Press’ theory better explains America’s current credibility crisis, especially in the Middle East and Asia. On the one hand, regional allies in the Middle East and Asia view America’s military power as in relative decline. In the Middle East, the U.S. is quite openly trying to eschew large-scale military commitments. U.S. allies are therefore concerned that the U.S. will ultimately accept an Assad victory in Syria and cut a nuclear deal with Iran rather than make a military commitment large enough to forcibly prevent either of these outcomes. In the case of Iran, Tel Aviv and Riyadh also worry the U.S. will reach a rapprochement with Iran in order to reduce the need for a robust U.S. military presence in the region.
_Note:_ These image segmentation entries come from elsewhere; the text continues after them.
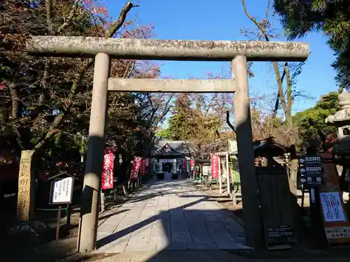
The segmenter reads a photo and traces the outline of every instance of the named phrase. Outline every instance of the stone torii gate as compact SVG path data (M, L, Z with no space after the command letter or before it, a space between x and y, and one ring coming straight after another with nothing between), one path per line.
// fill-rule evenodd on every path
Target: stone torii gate
M246 61L303 61L309 53L305 43L211 41L78 36L34 36L27 50L39 56L94 57L94 74L78 251L96 246L99 194L106 133L107 93L235 92L234 110L246 244L258 248L262 239L254 166ZM230 80L149 80L110 78L111 59L230 61Z

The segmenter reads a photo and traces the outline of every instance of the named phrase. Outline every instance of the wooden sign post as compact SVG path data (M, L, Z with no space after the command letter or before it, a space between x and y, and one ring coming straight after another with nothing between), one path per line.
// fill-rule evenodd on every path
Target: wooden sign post
M29 221L34 214L35 176L32 166L34 151L22 151L18 177L17 217L19 221Z
M75 179L76 178L74 176L66 173L61 173L49 178L49 180L52 180L49 204L58 205L56 227L56 242L57 242L59 238L62 205L71 204ZM68 220L67 217L67 221Z

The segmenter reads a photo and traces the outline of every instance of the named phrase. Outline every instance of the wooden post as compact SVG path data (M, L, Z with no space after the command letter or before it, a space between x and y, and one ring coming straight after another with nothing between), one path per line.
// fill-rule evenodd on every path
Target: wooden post
M21 153L17 201L17 217L19 221L29 221L34 215L34 152L33 150L24 150Z
M61 209L62 206L58 206L58 212L57 212L57 223L56 225L56 243L58 243L58 240L59 240L59 228L61 227Z
M106 133L106 110L110 59L99 53L94 61L92 101L89 128L89 147L81 201L78 251L89 252L96 246Z
M227 175L227 182L226 182L227 185L227 196L230 196L231 194L231 188L230 186L230 167L228 162L228 152L226 153L226 173Z
M259 249L262 247L262 233L253 150L246 58L240 55L236 57L232 62L232 71L237 82L234 103L244 216L244 235L248 246Z

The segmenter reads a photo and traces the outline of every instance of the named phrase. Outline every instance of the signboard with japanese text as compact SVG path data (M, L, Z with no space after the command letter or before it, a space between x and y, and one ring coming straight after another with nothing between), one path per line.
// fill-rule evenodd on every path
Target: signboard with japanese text
M71 204L73 197L74 185L74 179L71 177L54 180L52 182L50 204Z
M320 198L325 221L346 221L338 192L321 192Z
M113 187L114 154L113 150L106 149L104 151L104 170L102 173L102 190Z
M327 240L330 244L350 243L350 222L339 185L339 174L332 154L321 153L324 183L320 186L320 206Z
M215 154L212 154L211 156L211 177L218 178L218 161L219 157Z
M141 157L135 157L132 163L132 169L131 171L131 178L137 178L139 176L139 170L141 166Z
M323 182L322 157L318 155L305 155L299 159L300 181L307 186L318 186Z
M142 159L141 160L141 175L145 176L146 175L146 159Z

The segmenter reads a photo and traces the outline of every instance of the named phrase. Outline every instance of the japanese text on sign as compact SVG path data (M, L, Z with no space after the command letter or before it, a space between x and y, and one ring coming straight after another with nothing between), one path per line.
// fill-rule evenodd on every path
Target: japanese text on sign
M320 193L325 221L346 221L339 192Z
M104 171L102 173L102 189L113 187L114 154L110 149L106 150L104 157Z
M66 177L53 182L52 203L70 203L73 194L73 177Z
M213 154L211 159L211 177L218 178L218 157Z

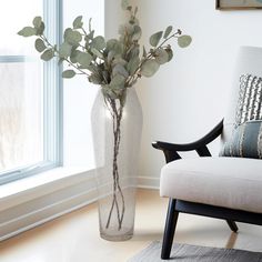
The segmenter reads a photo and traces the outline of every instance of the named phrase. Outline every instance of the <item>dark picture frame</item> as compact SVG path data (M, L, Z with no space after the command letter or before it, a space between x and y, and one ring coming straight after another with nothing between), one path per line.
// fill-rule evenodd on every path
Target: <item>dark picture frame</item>
M218 10L262 9L262 0L216 0Z

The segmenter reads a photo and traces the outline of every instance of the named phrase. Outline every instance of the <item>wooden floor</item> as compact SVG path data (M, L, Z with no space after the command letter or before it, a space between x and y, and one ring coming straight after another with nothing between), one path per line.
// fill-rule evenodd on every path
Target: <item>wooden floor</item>
M162 239L168 200L158 191L138 192L135 233L125 242L99 236L95 204L63 215L0 243L1 262L124 262L151 241ZM262 226L239 223L231 233L224 221L181 214L175 242L262 252Z

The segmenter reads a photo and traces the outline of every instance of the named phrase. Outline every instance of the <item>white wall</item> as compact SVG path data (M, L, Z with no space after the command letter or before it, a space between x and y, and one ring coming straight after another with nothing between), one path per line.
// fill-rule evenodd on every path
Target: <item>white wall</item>
M104 0L64 0L63 27L72 27L74 18L83 16L87 30L89 18L92 18L92 28L95 30L95 34L103 34L103 13ZM94 168L90 111L97 91L98 87L91 84L83 75L63 81L63 162L66 167Z
M92 16L92 10L84 0L77 1L82 3L78 10L75 1L73 4L70 4L69 0L64 1L68 21L71 21L74 14ZM260 33L262 11L218 11L214 8L214 0L133 0L133 2L139 7L144 43L151 33L169 24L193 37L190 48L182 50L174 44L173 61L163 66L153 78L142 79L137 84L144 118L140 175L159 178L164 159L161 152L151 148L151 141L190 142L203 135L223 118L238 47L262 46ZM121 0L104 0L107 38L117 37L118 27L124 18L120 3ZM84 80L67 83L68 100L72 100L75 93L70 87L79 89L82 93L82 101L75 100L73 107L79 102L84 104L89 95L85 89L89 87L85 84L88 83ZM84 118L89 119L89 115L84 117L80 110L79 114L70 110L67 109L66 113L71 119L75 115L81 115L82 121ZM81 120L74 119L78 124ZM89 122L87 125L83 124L83 129L79 131L89 131L88 124ZM71 133L78 132L75 127L69 127L66 139L71 137ZM73 145L70 145L72 152L67 160L78 163L73 155L81 141L75 137L74 139L75 141L71 141ZM87 139L85 144L89 143ZM212 151L218 151L218 143L212 147ZM85 152L83 151L83 159Z
M262 11L218 11L214 0L135 2L144 41L169 24L193 37L190 48L175 47L173 61L137 87L144 117L140 175L159 178L164 159L151 141L190 142L223 118L238 48L262 46Z

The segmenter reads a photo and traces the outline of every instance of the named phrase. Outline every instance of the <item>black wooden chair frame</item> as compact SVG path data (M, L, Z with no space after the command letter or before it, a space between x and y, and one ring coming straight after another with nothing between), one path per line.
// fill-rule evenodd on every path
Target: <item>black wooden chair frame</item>
M155 149L162 150L167 163L179 160L181 157L178 152L181 151L196 151L200 157L211 157L208 144L215 140L223 130L223 120L202 139L187 144L173 144L167 142L153 142ZM229 224L233 232L238 232L235 222L244 222L251 224L262 225L262 213L253 213L241 210L226 209L222 206L214 206L182 200L170 199L165 220L163 243L161 259L170 258L170 252L173 243L174 231L179 218L179 213L199 214L215 219L223 219Z

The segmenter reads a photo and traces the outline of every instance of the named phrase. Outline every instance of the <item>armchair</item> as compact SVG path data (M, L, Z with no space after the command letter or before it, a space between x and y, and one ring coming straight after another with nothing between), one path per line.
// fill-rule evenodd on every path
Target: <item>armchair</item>
M240 81L246 74L249 77ZM167 161L160 180L160 195L170 199L161 252L163 260L170 258L180 212L223 219L233 232L238 231L235 222L262 225L261 154L258 159L250 158L253 145L248 141L258 138L254 150L262 150L262 128L259 133L253 128L253 123L260 124L262 120L262 79L256 75L262 77L262 48L242 47L225 119L193 143L152 143L163 151ZM250 122L252 128L248 128ZM220 135L224 147L228 143L228 154L224 150L221 151L223 157L211 157L208 144ZM192 150L201 158L181 159L179 152Z

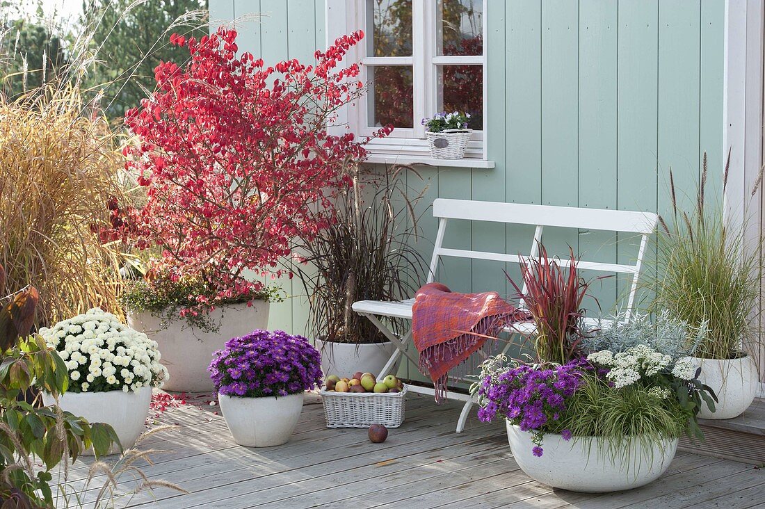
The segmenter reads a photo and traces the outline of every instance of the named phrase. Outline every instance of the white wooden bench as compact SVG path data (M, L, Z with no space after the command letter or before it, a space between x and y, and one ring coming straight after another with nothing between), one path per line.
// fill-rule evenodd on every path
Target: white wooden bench
M658 217L648 212L633 212L626 210L609 210L603 209L577 208L574 207L554 207L549 205L529 205L524 204L506 204L493 201L474 201L470 200L449 200L438 198L433 202L433 216L439 218L438 230L436 233L433 256L431 259L428 274L428 282L433 282L439 261L442 256L467 258L470 259L492 260L496 262L519 263L525 258L536 257L539 255L539 243L542 240L545 227L555 227L579 230L594 230L612 232L623 232L640 235L640 244L635 256L634 264L601 263L579 260L577 266L581 269L604 272L625 273L632 275L632 283L627 298L627 312L629 313L634 305L637 291L638 278L643 258L646 252L648 238L656 227ZM444 247L444 237L449 220L465 220L470 221L489 221L507 224L530 225L536 227L534 236L530 243L528 254L508 254L478 251L474 250L457 250ZM562 258L559 263L568 266L570 261ZM499 269L498 269L499 270ZM498 276L501 277L501 276ZM485 289L491 290L495 289ZM526 288L524 286L524 291ZM366 316L396 345L396 350L382 368L379 377L389 373L396 365L401 356L405 355L415 366L419 365L416 354L407 350L412 339L409 330L403 337L399 338L381 321L379 317L412 319L412 306L415 299L409 299L400 302L360 301L353 303L353 311ZM520 303L522 306L522 302ZM529 335L534 332L533 324L516 324L507 331ZM505 348L506 351L507 347ZM457 379L457 381L467 381ZM423 394L434 394L431 387L412 386L409 390ZM468 394L448 391L448 397L464 401L462 413L457 424L457 432L462 431L470 407L475 399Z

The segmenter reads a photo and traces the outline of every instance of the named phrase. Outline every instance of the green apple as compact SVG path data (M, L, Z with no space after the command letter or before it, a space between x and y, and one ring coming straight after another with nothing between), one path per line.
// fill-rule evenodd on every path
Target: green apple
M383 378L382 383L388 386L389 389L399 387L399 379L393 375L388 375Z
M375 376L371 373L365 373L364 376L361 377L361 385L366 390L374 389L376 383L377 383L377 380L375 380Z

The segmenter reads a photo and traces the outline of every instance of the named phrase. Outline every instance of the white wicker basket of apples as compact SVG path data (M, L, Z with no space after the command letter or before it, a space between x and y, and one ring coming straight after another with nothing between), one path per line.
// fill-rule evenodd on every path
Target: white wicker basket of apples
M404 422L406 385L393 375L379 381L371 373L330 375L324 383L321 394L327 428L398 428Z

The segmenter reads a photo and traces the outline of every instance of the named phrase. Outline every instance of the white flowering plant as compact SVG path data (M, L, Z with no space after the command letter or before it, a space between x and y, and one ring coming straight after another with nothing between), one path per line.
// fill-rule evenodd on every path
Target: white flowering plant
M39 332L67 365L67 392L134 392L169 377L156 341L98 308Z
M698 380L701 371L690 357L674 359L646 344L637 344L624 351L601 350L588 355L616 397L625 399L645 396L653 405L685 423L686 434L702 439L697 414L702 404L715 409L717 396L709 387Z
M430 118L422 119L421 122L430 132L442 132L447 130L467 130L470 121L467 113L445 111L436 113Z

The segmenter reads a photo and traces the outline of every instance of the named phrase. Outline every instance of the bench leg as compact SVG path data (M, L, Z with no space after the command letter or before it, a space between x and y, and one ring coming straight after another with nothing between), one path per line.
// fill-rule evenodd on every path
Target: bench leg
M460 419L457 421L457 432L461 433L465 429L465 423L467 422L467 416L470 415L470 408L473 406L473 401L465 402L465 406L462 407L462 413L460 413Z

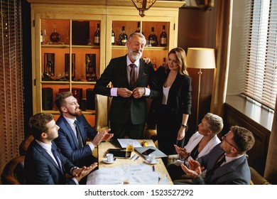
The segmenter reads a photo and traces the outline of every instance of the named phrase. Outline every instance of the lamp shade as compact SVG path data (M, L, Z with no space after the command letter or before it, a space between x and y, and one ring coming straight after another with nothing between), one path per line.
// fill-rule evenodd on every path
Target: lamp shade
M214 49L188 48L187 65L191 68L215 68Z

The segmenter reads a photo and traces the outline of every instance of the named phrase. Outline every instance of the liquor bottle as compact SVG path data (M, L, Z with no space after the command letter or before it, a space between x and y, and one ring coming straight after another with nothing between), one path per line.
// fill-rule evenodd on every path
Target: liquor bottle
M48 72L50 75L53 75L53 62L52 60L52 55L47 55L47 63L46 63L46 72Z
M125 45L128 40L128 36L125 33L125 26L122 26L122 32L119 36L119 40L117 41L117 44L119 45Z
M60 42L60 35L57 32L57 28L54 25L54 32L50 36L50 41L52 42Z
M141 22L138 22L138 26L136 27L136 30L135 33L141 33ZM144 36L143 31L141 31L141 33Z
M154 68L154 70L156 70L157 68L158 68L158 65L157 65L157 63L156 63L156 58L153 57L153 60L152 60L152 64L153 64L153 67Z
M151 46L158 46L158 42L157 36L155 35L154 33L154 27L151 28L151 33L148 36L148 41L150 41Z
M40 31L40 44L43 45L43 31Z
M160 36L160 45L161 46L168 45L168 35L165 33L165 26L163 26L163 31Z
M86 77L88 82L96 80L95 54L87 55Z
M115 34L114 32L114 29L112 28L112 45L114 45L114 41L115 41Z
M100 24L97 23L97 29L94 33L94 45L100 45Z

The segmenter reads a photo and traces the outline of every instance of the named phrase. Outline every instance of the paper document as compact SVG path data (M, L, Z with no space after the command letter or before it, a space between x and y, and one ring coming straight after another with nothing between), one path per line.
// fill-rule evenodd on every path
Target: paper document
M152 166L143 163L102 168L88 175L87 181L87 185L157 185L168 183L166 175L162 175L153 171Z
M129 140L134 141L134 147L141 147L141 145L138 143L138 141L136 139L117 139L117 141L119 141L121 148L126 148L127 146L127 142Z

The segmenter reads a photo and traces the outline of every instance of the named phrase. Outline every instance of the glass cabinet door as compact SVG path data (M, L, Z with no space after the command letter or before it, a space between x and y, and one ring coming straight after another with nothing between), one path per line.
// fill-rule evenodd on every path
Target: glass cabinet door
M55 95L71 91L85 117L90 117L95 109L93 87L99 77L101 64L104 64L100 58L105 45L105 31L101 28L105 24L102 18L42 16L40 21L40 58L36 73L41 77L36 82L36 93L40 103L37 112L48 112L58 117Z

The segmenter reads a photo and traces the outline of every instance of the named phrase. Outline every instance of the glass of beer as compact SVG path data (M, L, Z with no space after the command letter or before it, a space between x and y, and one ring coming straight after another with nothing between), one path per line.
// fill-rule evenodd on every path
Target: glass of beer
M135 148L134 146L134 140L129 140L127 141L127 146L126 147L127 151L134 151Z

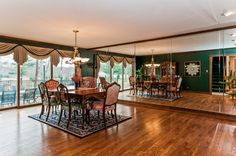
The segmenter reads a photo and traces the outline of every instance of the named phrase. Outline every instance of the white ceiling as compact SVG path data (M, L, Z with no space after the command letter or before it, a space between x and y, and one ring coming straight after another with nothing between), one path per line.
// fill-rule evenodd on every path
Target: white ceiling
M233 40L236 40L236 37L231 36L233 33L236 33L236 29L143 42L135 45L114 46L98 50L129 55L152 55L152 50L153 54L165 54L233 48L236 47L236 42L233 42Z
M73 46L79 29L79 46L91 48L234 25L221 14L235 9L236 0L1 0L0 35Z

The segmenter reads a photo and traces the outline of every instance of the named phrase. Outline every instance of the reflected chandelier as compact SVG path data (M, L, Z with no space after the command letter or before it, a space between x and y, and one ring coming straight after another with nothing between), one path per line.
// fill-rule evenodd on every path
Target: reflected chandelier
M79 53L78 46L77 46L77 33L79 31L73 30L73 32L75 33L74 55L70 60L67 61L67 63L68 64L75 64L75 65L85 64L89 61L89 58L80 57L80 53Z

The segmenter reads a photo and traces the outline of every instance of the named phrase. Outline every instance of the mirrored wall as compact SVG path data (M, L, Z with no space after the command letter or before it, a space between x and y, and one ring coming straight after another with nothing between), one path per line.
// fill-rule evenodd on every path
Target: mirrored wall
M236 115L236 29L97 50L136 58L133 73L129 66L101 63L99 74L108 82L132 89L122 100Z

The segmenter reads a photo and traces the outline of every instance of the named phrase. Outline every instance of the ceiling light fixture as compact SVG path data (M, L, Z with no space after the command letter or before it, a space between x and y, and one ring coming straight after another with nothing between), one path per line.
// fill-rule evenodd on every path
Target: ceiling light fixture
M230 34L230 36L232 36L232 37L236 37L236 34L235 34L235 33L233 33L233 34Z
M233 14L235 14L235 11L232 11L232 10L225 10L225 11L221 14L221 16L228 17L228 16L231 16L231 15L233 15Z
M156 63L154 62L153 51L154 51L154 49L152 49L152 59L151 59L151 63L145 64L146 67L156 68L156 67L159 67L159 66L160 66L160 64L156 64Z
M73 30L73 32L75 33L74 55L66 63L68 63L68 64L75 64L75 65L85 64L85 63L87 63L89 61L89 58L82 58L82 57L80 57L80 53L79 53L79 50L78 50L79 47L77 46L77 33L79 31L78 30Z

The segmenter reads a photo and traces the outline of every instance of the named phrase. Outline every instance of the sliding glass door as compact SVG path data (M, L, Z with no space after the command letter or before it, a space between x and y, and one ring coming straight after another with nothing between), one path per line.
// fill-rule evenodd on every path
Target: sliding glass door
M0 108L16 106L17 64L13 55L0 56Z
M40 101L38 85L51 78L50 59L36 60L28 57L28 61L20 66L20 104L37 104Z
M71 80L74 72L74 65L66 64L66 59L60 59L58 66L53 66L53 79L63 83L68 88L74 88L74 82Z

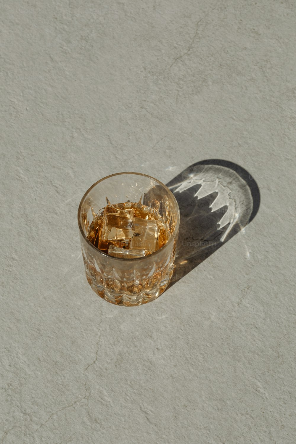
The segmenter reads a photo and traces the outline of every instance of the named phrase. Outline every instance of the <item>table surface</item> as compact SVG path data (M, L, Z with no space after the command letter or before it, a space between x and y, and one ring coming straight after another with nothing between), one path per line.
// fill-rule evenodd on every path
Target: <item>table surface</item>
M2 5L1 443L294 441L296 12ZM150 304L96 296L85 190L213 158L256 181L253 221Z

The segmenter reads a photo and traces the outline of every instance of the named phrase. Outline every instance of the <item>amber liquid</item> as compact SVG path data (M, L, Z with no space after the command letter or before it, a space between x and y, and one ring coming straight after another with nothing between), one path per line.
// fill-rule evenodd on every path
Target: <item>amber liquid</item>
M109 201L107 202L110 203ZM147 250L146 254L157 251L167 242L170 235L170 230L167 223L162 218L157 210L154 210L139 202L125 202L114 205L107 205L102 209L99 214L94 215L94 220L91 223L88 230L87 238L95 247L104 253L108 253L109 246L111 245L126 249L129 249L130 247L130 242L120 240L116 242L106 241L102 238L102 232L104 231L104 224L106 223L104 217L104 211L106 213L107 210L112 208L128 212L129 215L133 213L135 218L139 218L143 221L157 221L159 229L158 231L155 248L153 251ZM137 235L136 233L135 235ZM143 248L145 248L145 246L143 246Z

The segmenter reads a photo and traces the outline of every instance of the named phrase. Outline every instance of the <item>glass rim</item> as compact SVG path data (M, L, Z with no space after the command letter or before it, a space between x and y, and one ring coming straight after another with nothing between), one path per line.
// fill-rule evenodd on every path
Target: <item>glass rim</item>
M106 179L109 179L109 178L113 177L114 176L119 176L122 174L135 174L135 175L143 176L144 177L148 177L149 179L152 179L153 180L155 180L155 182L159 183L160 185L161 185L162 186L163 186L164 188L165 188L165 189L168 192L169 194L170 194L172 197L173 198L173 200L176 203L177 208L178 210L177 223L176 224L175 229L174 230L173 234L174 234L175 232L177 230L178 230L179 226L180 225L180 208L179 208L179 205L178 204L178 202L177 201L177 199L174 196L174 193L172 192L170 190L170 189L168 188L167 186L164 184L164 183L163 183L162 182L161 182L160 180L158 180L158 179L156 179L155 177L153 177L152 176L149 176L147 174L143 174L142 173L135 173L133 172L133 171L124 171L122 173L115 173L114 174L109 174L109 176L105 176L105 177L103 177L102 178L102 179L100 179L99 180L98 180L96 182L95 182L95 183L93 184L93 185L91 185L91 186L90 186L88 189L85 192L85 193L83 194L80 201L79 206L78 207L78 211L77 213L78 226L79 227L80 232L84 240L86 241L86 242L89 245L91 246L91 247L92 247L92 248L95 250L95 251L96 251L97 253L99 253L99 254L102 254L103 256L105 256L107 258L111 258L112 260L113 259L116 259L118 261L124 261L125 262L127 262L128 261L134 262L135 261L145 260L145 259L146 259L146 258L150 258L152 256L153 256L153 255L157 254L159 251L163 251L163 249L165 248L167 245L169 245L171 243L171 242L174 239L175 236L172 235L170 238L169 240L166 244L165 244L164 245L163 245L161 247L159 250L157 250L156 251L154 251L153 253L151 253L150 254L147 255L147 256L144 256L141 258L134 258L132 259L130 258L126 259L125 258L116 258L115 256L111 256L107 253L104 253L104 251L102 251L102 250L100 250L99 248L97 248L96 247L95 247L95 246L93 245L93 244L92 244L91 241L89 240L88 239L87 239L87 238L84 234L84 233L82 228L82 226L81 226L81 224L80 223L80 221L79 219L79 215L81 213L81 207L86 198L87 197L87 194L89 194L91 190L92 190L95 186L96 185L97 185L98 183L99 183L100 182L102 182L103 180L105 180Z

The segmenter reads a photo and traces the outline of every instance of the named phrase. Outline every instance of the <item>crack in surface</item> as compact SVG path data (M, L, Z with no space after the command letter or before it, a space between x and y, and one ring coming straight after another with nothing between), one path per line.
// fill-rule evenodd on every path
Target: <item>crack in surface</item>
M98 329L99 329L99 331L100 325L102 324L103 320L103 316L102 316L102 309L101 309L101 320L100 320L100 322L99 322L99 324L98 325ZM97 362L97 361L98 360L98 353L99 353L99 344L100 339L101 339L101 335L100 335L100 336L99 336L99 339L98 339L98 341L97 342L97 350L96 350L96 351L95 352L95 359L92 361L92 362L91 362L90 364L89 364L88 365L87 365L87 367L86 367L85 369L84 369L84 370L83 370L83 374L84 374L84 375L85 374L85 372L86 372L86 371L87 370L88 370L88 369L89 369L89 368L90 367L91 367L92 365L93 365L94 364L95 364L95 363Z
M100 321L100 322L99 322L99 323L98 324L98 325L99 331L99 327L100 327L100 325L102 324L102 322L103 320L103 316L102 316L102 308L101 308L100 312L101 312L101 320ZM65 407L63 407L62 408L59 408L58 410L55 410L55 412L54 412L51 415L50 415L50 416L48 417L48 418L47 418L47 419L46 420L46 421L45 421L44 422L42 423L42 424L41 424L40 425L39 425L39 427L38 427L35 430L34 430L34 433L35 433L36 432L37 432L39 430L39 429L40 429L41 428L41 427L43 427L43 425L44 425L47 422L48 422L48 421L51 419L51 418L53 416L54 416L55 415L56 415L57 413L59 413L59 412L63 412L63 410L65 410L67 408L69 408L70 407L74 407L74 406L76 404L78 404L78 403L79 403L79 402L80 402L81 401L83 400L86 400L87 402L86 402L86 405L87 407L88 407L88 402L89 402L90 397L91 396L91 389L90 389L90 387L89 385L88 386L88 385L87 385L87 378L86 378L86 376L85 375L85 372L87 370L87 369L89 368L90 367L91 367L91 365L93 365L93 364L94 364L95 363L95 362L96 362L97 360L98 359L98 353L99 353L99 341L100 341L100 337L101 337L101 335L100 335L100 336L99 337L99 340L98 340L98 342L97 343L97 347L98 348L97 348L97 351L96 351L96 353L95 353L95 358L93 361L93 362L91 362L90 364L89 364L88 365L87 365L87 367L86 367L86 368L83 370L83 375L84 376L84 377L85 377L85 381L84 382L84 389L85 389L85 395L84 395L84 396L83 396L81 398L79 398L78 399L76 399L76 400L74 401L74 402L72 402L71 404L68 404L67 405L65 406ZM62 443L67 442L67 441L68 440L69 440L70 439L70 438L72 437L72 436L73 436L73 435L72 435L71 436L70 436L68 438L67 438L66 440L62 441L61 443L60 443L59 444L61 444Z
M51 415L50 415L50 416L48 416L48 417L47 418L47 419L46 420L46 421L45 421L43 423L40 425L39 426L39 427L37 428L36 428L35 430L34 430L34 433L35 433L36 432L37 432L38 430L39 430L40 428L41 428L41 427L43 427L43 425L46 424L47 423L48 421L49 421L51 419L51 418L53 416L54 416L55 415L56 415L56 414L59 413L59 412L63 412L63 410L66 410L66 408L69 408L69 407L74 407L75 404L77 404L77 403L79 402L80 401L83 400L84 399L87 400L87 405L88 405L88 399L90 396L91 396L91 392L90 390L89 387L88 388L88 389L87 388L86 385L87 385L87 382L86 382L85 384L84 384L84 387L86 390L86 394L85 396L83 396L82 398L79 398L79 399L76 399L76 400L75 401L74 401L74 402L73 402L71 404L69 404L68 405L66 405L64 407L63 407L62 408L59 408L59 410L56 410L55 412L54 412L53 413L52 413L51 414ZM88 394L87 394L88 392L89 392Z
M194 41L194 40L195 40L196 36L197 35L197 32L198 32L198 29L199 29L199 26L198 26L199 24L201 23L201 22L202 21L202 20L204 20L206 17L208 16L209 15L209 14L210 13L210 12L213 12L213 11L214 11L215 9L216 9L216 8L217 7L217 5L218 4L218 2L217 2L217 3L216 4L216 6L214 6L214 8L212 9L210 9L210 10L209 11L208 11L206 13L206 14L205 14L204 16L203 17L202 17L200 19L200 20L198 20L198 21L197 22L197 23L196 23L196 24L195 25L195 28L196 28L196 29L195 29L195 32L194 32L194 36L193 36L193 37L191 39L191 42L190 42L190 44L189 44L189 47L188 47L188 49L185 52L183 52L183 54L181 54L178 57L176 57L174 59L174 60L173 60L173 63L171 63L171 64L170 65L170 66L168 68L168 69L170 69L170 68L172 67L173 66L173 65L174 65L174 64L176 63L176 62L178 62L178 60L180 60L181 59L182 59L182 57L183 57L185 56L186 56L188 54L188 53L190 51L190 50L192 49L192 45L193 45L193 42Z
In East Asia, the concern is that the U.S. is in decline relative to China, or at least is too unstable at home or engaged in the Middle East to make a reliable, long-term commitment to the region. Although the U.S. has never failed to protect an ally from an aggressor in the past, as China rises relative to the U.S., deterring or defending against Chinese aggression will require an ever-greater share of U.S. resources. Leaders in Asian states wonder if the U.S. is stable or committed enough to make this investment.
The concern of U.S. Asian allies highlights an inherent difficulty for U.S. credibility. Namely, as a regional hegemon, U.S. allies are inevitably more dependent on Washington than Washington is on them. Furthermore, regional states always have more at stake in regional developments than the U.S. does. To be sure, it is in the U.S. national interest to prevent Iran from acquiring a nuclear weapon or China from dominating the Western Pacific. However, an Iranian nuclear bomb is by nature a much greater direct threat to Saudi Arabia and Israel than it is to the U.S.
The same is true in Asia with China’s rise. Although the U.S. has a strong interest in preventing China from becoming a regional hegemon, it is a much more indirect than the interest U.S. regional allies have. Whereas China’s regional hegemony would mean the subjugation of its neighbors and their loss of sovereignty, for the U.S. it would only increase the potential for China to cause problems in other regions of the globe, including the Western Hemisphere.
If history is any guide, and I believe it is, then this indirect threat is enough to keep the U.S. strongly engaged in the Western Pacific. Still, U.S. allies in the region have everything at stake in this game, and they therefore must always fear that the U.S. will decide to retreat behind the enormous protective barrier that is the Pacific Ocean.
The U.S. can take various steps to lessen ally concerns about this potential, but it cannot eliminate them entirely. And thus, the U.S. can never be entirely credible in the eyes of its allies.